Yaron Singer: Adaptive seeding: a new framework for stochastic submodular optimization
In this talk we will introduce a new framework for stochastic optimization called adaptive seeding. The framework was originally designed to enable substantial improvements to influence maximization by leveraging a remarkable structural phenomenon in social networks known as the "friendship paradox" (or "your friends have more friends than you"). At a high level, adaptive seeding is the task of making choices in the present that lead to favorable outcomes in the future, and may be of independent interest to those curious about stochastic optimization, submodular maximization, and machine learning. In the talk we will give a taste to some of the problems that arise in this rich domain. We will discuss key algorithmic ideas, as well as empirical and experimental results.

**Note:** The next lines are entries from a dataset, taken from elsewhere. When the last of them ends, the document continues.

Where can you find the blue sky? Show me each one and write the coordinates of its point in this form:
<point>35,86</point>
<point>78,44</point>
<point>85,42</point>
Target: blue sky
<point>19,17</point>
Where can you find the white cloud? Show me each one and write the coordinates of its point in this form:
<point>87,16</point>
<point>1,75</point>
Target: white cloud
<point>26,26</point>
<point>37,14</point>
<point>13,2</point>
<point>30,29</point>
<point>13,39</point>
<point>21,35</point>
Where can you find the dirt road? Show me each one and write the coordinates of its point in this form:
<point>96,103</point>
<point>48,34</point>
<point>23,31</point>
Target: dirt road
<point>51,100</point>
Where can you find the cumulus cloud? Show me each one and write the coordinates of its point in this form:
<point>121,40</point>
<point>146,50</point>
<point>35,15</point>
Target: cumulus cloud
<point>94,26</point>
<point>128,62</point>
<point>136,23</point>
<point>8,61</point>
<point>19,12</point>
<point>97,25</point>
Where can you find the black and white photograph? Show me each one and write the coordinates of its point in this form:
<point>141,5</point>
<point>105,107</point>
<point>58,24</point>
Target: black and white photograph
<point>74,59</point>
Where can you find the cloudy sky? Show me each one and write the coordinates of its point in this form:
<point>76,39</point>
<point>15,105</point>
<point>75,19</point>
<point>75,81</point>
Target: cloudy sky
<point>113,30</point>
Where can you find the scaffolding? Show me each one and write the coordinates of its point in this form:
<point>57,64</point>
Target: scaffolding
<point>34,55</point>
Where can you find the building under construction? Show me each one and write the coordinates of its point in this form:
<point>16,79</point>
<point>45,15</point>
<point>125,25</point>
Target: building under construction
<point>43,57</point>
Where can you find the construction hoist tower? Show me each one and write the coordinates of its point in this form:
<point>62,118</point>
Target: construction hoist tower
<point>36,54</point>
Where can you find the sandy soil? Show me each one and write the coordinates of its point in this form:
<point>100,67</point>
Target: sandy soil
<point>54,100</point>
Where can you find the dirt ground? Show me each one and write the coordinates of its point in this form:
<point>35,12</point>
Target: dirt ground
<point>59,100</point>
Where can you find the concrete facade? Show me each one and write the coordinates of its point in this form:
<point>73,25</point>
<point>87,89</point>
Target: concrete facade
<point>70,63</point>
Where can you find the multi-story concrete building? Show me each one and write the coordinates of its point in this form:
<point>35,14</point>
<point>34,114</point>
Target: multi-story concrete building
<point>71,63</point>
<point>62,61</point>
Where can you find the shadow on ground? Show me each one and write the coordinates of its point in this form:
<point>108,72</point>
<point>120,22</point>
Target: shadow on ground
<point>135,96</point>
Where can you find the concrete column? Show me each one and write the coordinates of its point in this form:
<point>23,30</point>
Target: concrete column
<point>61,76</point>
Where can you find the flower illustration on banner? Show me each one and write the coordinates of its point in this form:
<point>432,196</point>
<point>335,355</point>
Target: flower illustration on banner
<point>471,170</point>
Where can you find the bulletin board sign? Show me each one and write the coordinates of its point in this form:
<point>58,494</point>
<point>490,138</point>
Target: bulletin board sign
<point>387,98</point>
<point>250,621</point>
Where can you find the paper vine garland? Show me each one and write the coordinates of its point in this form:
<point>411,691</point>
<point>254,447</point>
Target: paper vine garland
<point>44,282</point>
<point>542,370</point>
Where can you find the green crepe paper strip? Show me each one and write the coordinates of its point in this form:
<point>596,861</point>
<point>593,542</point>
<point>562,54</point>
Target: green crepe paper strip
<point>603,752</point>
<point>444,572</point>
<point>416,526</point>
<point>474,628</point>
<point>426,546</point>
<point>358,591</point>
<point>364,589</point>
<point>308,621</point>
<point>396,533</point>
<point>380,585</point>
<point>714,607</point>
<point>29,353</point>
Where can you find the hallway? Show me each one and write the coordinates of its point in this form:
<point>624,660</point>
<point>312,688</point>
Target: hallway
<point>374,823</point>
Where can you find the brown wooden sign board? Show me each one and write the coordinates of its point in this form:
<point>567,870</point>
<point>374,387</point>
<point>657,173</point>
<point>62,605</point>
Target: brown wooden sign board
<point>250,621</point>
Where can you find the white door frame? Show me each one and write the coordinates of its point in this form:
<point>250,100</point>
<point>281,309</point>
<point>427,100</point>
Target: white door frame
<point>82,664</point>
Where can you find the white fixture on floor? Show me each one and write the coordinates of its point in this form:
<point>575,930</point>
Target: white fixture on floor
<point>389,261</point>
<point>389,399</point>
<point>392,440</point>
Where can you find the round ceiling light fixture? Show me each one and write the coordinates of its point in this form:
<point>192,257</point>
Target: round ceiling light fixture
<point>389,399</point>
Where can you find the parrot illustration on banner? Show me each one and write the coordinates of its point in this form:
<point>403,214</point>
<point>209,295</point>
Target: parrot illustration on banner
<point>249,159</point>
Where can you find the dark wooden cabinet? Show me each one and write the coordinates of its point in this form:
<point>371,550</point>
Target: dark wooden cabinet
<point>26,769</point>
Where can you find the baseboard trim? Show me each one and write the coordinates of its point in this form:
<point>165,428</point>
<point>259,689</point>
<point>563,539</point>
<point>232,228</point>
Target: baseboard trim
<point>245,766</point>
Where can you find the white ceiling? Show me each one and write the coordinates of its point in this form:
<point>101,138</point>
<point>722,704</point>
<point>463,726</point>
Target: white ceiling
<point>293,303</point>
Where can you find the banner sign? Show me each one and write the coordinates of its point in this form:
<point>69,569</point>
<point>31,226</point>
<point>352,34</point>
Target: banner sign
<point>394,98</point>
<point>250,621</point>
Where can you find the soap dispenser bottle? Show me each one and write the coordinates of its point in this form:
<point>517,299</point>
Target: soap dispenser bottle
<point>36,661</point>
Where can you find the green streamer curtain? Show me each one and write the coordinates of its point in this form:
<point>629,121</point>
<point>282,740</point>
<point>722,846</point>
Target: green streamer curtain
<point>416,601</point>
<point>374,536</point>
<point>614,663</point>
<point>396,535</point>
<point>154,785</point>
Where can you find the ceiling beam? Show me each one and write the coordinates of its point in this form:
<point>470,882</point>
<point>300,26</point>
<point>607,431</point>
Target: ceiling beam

Sebastian Nowozin: Trade-offs in Structured Prediction
Structured learning and prediction problems often turn out to be challenging computationally. Yet, there are different sources of structure and it pays to examine them more closely. One source is a fixed or given or physical constraint on feasible decisions, for example when an actual physical system is being controlled. Another source is the assumption that by modelling the structured domain through latent variables and constraints provides statistical advantages because a small number of parameters can now describe the target domain more accurately and we can learn more effectively from fewer samples by exposing this structure. A third source of combinatorial structure is often the loss function that is used; a structured loss invariably leads to a structured decision problem. When designing our models we are often free to select trade-offs in terms of model structure, capacity, number of parameters, and difficulty of inference; in this talk I will argue that by thinking about the above sources of combinatorial structure we can make more sensible trade-offs and I will illustrate these using example applications from computer vision.
Dhruv Batra: Submodular meets Structured: Finding Diverse Subsets in Exponentially-Large Structured Item Sets
Perception problems are hard and notoriously ambiguous. Robust prediction methods in Computer Vision and Natural Language Processing often search for a diverse set of high-quality candidate solutions or proposals. In structured prediction problems, this becomes a daunting task, as the solution space (image labelings, sentence parses, etc.) is exponentially large.
We study greedy algorithms for finding a diverse subset of solutions in structured-output spaces by drawing new connections between submodular functions over combinatorial item sets and High-Order Potentials (HOPs) studied for graphical models. Specifically, we show that when marginal gains of submodular diversity functions allow structured representations, this enables efficient (sub-linear time) approximate maximization by reducing the greedy augmentation step to inference in a factor graph with appropriately constructed HOPs.
Joint work with Adarsh Prasad (UT-Austin) and Stefanie Jegelka (UC Berkeley).
This workshop is a continuation of DISCML 2009, 2010, 2011, 2012, 2013.